Q: During nights when we are tracking scores and covering games, I often think about how my job is the easy part of all this. I think about how much effort and preparation that these players and coaches have put into each game and it gives me a sense of how many people are involved with high school athletics in the state. Is that something that motivates yourself, and the GHSA—just knowing how many people are working hard and dedicating their time to make all this happen?

A: There is no question about that. We’ve said from the very beginning is that our goal should have been and was to get back into training and conditioning as quickly and safely as we could. We believe that there are things that are able to be learned through sports and activities that we believe there is not a better place to learn those. Things such as how to be a good citizen, how to be a good follower, how to be a good leader and how to have goals and those sorts of things. So it is very important that we put our young people in those situations. And to look at the effort that went in from those local boards of education working with the departments of public health and fine tuning the things that we provided for them to make it match what they are going through in their local communities is huge. And certainly those local school administrations and particularly the athletic directors and the coaches. The jobs that they have done and all the hard work so they could provide this for their schools and their communities and especially their young people is beyond commendable.

Q: Let’s look forward to this year’s football state championships. One of the differences is going to be that extra week off for the holidays between the semis and the finals. Do you see that as a positive or a potential concern regarding if teams exit their typical environment for the holidays?

A: I absolutely believe that those schools and teams and coaches that are in that situation will certainly have some instructions for their players to keep them safe. Obviously, we’ve got Christmas to deal with, which causes the amount of time going forward, but I think from a preparation standpoint, there would be some coaches that would appreciate that extra time. If you look at it from a COVID standpoint where you are in that bubble so to speak and there is time off and you aren’t in that bubble you’ve been in, there is going to be some concern. And we hope that our coaches and players take care of themselves and that we don’t have any issues going into the championships.

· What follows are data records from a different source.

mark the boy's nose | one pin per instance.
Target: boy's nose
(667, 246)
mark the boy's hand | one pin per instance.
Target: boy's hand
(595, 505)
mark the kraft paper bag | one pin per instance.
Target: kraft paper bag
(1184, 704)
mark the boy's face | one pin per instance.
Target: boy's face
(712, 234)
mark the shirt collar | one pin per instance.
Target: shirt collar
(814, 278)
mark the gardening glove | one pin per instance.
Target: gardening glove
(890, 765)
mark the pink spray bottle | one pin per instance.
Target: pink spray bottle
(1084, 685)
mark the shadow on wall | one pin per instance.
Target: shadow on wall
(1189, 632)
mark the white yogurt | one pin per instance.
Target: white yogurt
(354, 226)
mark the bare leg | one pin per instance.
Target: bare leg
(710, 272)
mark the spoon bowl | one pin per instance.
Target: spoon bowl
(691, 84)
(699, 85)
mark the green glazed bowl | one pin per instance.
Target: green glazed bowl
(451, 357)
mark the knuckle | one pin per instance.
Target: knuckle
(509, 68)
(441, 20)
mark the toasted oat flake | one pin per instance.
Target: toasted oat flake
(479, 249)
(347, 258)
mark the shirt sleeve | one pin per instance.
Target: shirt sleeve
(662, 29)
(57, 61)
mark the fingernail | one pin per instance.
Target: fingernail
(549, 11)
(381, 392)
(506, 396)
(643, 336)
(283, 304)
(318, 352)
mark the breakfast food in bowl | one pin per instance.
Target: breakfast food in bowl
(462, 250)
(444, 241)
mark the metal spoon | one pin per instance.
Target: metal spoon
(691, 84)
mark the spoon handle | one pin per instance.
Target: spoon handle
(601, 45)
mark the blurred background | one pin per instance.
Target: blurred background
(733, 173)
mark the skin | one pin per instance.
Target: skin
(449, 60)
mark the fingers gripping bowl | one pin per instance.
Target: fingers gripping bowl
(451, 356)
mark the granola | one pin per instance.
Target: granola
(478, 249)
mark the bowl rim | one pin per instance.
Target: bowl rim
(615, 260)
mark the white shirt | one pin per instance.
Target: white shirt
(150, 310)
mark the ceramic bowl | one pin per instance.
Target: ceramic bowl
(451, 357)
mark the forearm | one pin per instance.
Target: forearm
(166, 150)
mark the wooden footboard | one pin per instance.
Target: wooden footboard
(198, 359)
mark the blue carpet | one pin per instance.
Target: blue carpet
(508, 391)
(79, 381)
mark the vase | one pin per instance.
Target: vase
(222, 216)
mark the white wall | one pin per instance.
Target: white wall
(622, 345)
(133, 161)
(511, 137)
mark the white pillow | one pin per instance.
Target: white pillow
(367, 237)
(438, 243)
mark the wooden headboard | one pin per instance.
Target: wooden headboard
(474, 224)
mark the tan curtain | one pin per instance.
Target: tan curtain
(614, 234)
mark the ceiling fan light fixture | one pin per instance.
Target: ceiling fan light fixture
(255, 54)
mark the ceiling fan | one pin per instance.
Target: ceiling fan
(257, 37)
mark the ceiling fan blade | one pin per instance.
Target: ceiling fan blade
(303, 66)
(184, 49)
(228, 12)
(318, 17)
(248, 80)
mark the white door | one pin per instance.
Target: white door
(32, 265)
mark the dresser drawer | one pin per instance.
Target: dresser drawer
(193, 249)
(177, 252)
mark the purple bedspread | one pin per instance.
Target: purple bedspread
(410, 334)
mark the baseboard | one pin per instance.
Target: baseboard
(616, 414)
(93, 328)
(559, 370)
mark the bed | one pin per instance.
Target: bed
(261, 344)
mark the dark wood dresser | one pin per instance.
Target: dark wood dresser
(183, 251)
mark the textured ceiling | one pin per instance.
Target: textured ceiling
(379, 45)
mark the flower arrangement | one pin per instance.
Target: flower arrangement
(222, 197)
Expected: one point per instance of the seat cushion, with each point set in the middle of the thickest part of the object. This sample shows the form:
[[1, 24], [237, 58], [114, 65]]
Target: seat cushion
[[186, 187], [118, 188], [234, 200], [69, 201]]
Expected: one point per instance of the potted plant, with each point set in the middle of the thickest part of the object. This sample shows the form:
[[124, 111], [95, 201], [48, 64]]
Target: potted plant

Q: You talked about how important it was to get things started this year. It’s hard to imagine all the opportunities that would have been missed out on. A team like LaGrange making history under its first-year head coach is just one of the examples that sticks out. How important has it been for football to be able to hold on to this season after such a wild and challenging offseason?

A: Looking back at the spring and understanding the physical and mental and emotional well-being of those student that had given so much to their sports and activities and to have had that taken away from them has been shown to be detrimental. And so as I have stated before, for us to be able to do this is the right thing for these kids. You bring up these coaches that were just hired before the season like LaGrange’s Matt Napier, that were still able to put it all together without springs practice, workouts and those kinds of things, it is pretty incredible what they and everyone else has been able to do. For us to be at this point, we are just ecstatic and pray for a safe playoff season with no issues whatsoever and I couldn’t be more proud of our Association.